Dey v. Edward G. Smith & Associates, Inc.

BISTLINE, Justice,

specially concurring.

I do not disagree with the Court’s opinion which directs that a hearing be held before the Commission because of the inadequate telephonic hearing conducted by the Department’s appeals examiner. Accordingly, I have joined not only the Court’s judgment but its opinion as well.

However, keeping in mind that the Commission, apparently not sharing the Court’s view as to the quality of the Department’s hearing, proceeded to consider and affirm the Department’s appeals examiner, it was and continues to be my view that the Court could do as it did just the other day in Bortz v. Pay less Drug Store, 110 Idaho 942, 719 P.2d 1202 (Sup.Ct.1986). There we accepted the facts found but, disagreeing as to the conclusion drawn (which is not binding on us), we reached our own conclusion and, on reversing, directed the entry of an award in favor of claimant.

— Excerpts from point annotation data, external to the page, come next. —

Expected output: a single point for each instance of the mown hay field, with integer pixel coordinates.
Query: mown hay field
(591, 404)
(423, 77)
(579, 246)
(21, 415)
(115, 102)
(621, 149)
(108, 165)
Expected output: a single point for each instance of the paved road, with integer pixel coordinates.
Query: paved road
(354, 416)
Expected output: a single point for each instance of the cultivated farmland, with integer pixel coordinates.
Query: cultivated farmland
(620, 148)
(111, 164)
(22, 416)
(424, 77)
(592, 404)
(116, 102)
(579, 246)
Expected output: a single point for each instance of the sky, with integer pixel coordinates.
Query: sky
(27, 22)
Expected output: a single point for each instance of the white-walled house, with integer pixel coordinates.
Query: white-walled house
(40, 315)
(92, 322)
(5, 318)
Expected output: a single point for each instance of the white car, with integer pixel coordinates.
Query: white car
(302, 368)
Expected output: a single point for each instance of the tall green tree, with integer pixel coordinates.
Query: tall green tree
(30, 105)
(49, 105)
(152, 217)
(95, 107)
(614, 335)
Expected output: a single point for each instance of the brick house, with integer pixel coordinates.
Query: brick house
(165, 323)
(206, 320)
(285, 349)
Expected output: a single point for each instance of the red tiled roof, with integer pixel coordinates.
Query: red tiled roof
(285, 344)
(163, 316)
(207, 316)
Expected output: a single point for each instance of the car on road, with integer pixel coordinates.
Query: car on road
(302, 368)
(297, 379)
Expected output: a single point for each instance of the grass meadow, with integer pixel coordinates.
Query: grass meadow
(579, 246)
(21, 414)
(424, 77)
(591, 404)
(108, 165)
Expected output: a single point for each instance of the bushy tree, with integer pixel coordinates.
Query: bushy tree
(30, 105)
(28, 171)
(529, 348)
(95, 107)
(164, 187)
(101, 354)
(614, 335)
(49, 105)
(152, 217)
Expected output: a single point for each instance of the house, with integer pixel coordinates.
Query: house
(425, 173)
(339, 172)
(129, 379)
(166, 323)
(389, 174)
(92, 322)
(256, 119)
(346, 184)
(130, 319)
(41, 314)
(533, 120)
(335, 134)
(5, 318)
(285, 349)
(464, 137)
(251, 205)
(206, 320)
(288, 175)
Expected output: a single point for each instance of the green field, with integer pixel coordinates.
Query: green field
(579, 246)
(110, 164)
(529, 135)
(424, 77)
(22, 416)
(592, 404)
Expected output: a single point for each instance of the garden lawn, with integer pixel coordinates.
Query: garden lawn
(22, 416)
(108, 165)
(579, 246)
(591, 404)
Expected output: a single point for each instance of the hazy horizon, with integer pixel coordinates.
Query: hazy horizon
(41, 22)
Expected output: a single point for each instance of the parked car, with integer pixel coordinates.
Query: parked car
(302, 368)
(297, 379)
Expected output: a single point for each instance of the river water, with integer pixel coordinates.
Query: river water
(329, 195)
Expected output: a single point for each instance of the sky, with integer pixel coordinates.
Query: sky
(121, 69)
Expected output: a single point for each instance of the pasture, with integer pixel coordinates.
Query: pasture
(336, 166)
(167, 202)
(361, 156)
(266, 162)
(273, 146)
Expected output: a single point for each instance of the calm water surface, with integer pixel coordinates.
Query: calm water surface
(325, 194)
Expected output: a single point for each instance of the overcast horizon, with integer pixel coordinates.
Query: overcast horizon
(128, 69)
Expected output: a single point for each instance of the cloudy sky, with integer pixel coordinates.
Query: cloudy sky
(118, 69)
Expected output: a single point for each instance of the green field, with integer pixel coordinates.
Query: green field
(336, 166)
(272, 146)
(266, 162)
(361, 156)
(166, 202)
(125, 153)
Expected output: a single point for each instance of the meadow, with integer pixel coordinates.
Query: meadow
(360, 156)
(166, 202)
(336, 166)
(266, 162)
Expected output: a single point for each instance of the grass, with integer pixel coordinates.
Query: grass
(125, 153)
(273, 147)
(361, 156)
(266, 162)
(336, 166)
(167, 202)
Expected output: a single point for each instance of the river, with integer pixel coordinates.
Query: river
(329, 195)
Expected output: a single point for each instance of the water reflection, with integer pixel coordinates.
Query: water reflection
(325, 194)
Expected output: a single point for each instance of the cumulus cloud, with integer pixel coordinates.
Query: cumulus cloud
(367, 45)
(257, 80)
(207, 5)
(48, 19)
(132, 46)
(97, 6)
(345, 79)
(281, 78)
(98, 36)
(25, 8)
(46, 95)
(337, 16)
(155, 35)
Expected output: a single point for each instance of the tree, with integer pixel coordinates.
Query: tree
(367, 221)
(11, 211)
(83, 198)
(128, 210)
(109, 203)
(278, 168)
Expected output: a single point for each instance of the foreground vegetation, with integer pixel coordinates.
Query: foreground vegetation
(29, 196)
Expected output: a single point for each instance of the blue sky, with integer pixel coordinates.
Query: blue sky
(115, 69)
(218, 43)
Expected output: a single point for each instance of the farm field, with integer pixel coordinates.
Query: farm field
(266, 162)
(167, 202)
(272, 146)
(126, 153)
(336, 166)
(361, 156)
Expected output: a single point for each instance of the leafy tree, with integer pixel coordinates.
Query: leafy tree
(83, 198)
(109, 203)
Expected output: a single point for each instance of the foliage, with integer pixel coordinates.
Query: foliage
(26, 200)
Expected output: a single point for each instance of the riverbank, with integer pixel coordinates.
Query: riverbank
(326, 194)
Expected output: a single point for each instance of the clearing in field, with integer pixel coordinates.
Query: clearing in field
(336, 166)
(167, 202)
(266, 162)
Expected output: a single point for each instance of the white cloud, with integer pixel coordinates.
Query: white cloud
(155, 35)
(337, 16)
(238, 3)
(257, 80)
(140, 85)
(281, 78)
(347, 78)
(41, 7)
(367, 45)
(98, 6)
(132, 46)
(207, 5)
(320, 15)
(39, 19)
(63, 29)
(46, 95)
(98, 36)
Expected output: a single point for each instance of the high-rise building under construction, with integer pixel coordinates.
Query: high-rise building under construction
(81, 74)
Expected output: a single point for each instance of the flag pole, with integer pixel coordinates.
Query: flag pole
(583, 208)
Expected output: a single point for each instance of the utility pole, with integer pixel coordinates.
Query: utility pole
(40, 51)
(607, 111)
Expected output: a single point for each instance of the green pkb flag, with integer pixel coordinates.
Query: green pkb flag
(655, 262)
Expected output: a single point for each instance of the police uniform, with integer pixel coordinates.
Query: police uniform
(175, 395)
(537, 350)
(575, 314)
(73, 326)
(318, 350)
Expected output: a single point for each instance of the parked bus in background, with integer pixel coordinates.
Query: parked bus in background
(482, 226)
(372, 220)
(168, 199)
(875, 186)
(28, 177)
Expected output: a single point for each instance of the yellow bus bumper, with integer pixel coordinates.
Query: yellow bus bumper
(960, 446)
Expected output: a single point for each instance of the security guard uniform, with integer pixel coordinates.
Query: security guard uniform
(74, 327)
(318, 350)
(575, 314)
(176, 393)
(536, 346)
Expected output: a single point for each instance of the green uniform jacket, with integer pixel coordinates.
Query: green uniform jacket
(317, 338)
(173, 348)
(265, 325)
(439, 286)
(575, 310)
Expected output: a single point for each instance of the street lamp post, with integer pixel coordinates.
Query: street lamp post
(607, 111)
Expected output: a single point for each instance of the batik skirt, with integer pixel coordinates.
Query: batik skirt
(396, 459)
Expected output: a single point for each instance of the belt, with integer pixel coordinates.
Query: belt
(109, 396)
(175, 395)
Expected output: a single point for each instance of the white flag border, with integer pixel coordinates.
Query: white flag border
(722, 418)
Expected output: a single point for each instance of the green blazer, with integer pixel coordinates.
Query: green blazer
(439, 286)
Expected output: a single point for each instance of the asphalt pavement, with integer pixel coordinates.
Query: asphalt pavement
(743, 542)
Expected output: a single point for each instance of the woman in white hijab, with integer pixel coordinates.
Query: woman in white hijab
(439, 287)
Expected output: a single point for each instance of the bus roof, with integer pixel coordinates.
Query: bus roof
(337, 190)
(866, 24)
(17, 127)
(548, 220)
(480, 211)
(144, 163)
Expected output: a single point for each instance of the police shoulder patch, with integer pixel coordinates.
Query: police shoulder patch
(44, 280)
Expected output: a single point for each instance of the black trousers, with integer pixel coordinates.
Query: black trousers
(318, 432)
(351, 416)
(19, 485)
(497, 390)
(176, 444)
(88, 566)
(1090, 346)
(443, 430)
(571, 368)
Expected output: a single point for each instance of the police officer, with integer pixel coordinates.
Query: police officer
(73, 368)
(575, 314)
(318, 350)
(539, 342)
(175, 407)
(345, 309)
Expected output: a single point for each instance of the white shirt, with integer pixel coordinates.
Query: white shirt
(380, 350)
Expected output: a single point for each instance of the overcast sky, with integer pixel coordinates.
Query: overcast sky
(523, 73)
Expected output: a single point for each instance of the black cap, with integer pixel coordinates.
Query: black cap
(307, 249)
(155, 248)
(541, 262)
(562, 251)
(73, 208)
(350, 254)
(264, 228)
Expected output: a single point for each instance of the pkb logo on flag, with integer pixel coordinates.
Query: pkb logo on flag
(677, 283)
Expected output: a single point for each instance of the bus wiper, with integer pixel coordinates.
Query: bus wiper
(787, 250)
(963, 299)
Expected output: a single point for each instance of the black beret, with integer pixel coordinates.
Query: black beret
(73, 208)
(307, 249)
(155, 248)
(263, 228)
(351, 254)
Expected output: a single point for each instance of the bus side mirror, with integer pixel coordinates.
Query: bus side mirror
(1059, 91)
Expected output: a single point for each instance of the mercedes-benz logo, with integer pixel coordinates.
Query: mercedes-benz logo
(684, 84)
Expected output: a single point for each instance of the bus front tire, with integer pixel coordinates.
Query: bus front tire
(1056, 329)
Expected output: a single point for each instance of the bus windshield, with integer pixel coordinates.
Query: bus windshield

The decision of the appeals examiner sets out the claimant’s reasons for quitting:

The claimant asserts that during the February 28, 1985, conversation, Mr. Smith became angry and grabbed her and set her down in a chair when she attempted to leave, and that in the meeting on March 1, 1985, he had a tape recorder going, and that she assumed that it was operating. She did not ask him if the recorder was operating. Mr. Smith asserts that the recorder was simply kept in his desk drawer and no recording of the meeting was made. The claimant asserts further that she overheard Mr. Smith make a telephone call to what she presumed to be an attorney saying that he wanted to fire her, but that he did not want her to be eligible for unemployment insurance benefits. She asserts that Mr. Smith had a violent temper, and that his behavior frightened her, and that he degraded and humiliated her. Other than the discussion on February 28, 1985, and March 1, 1985, the claimant provided no other examples of her allegations. Mr. Smith denies the allegations. Decision of Appeals Examiner, p. 3.

*949The conclusion of the appeals examiner, made in light of Burroughs v. Employment Security Agency, 86 Idaho 412, 387 P.2d 473 (1963), and Ellis v. Northwest Fruit & Produce, 103 Idaho 821, 654 P.2d 914 (1982), were, as I comprehend the same, that claimant failed to establish that there were compelling reasons for quitting and that her actions in quitting were not those of a “reasonably prudent person” under circumstances in which a claimant was treated in a humiliating, degrading, or harassing manner. Just as in Bortz, that conclusion is contrary to the proper conclusion to be drawn, which is that Dey acted reasonably in quitting such employment. While quitting any job may not be prudent, prudence is not any part of the Burroughs standard.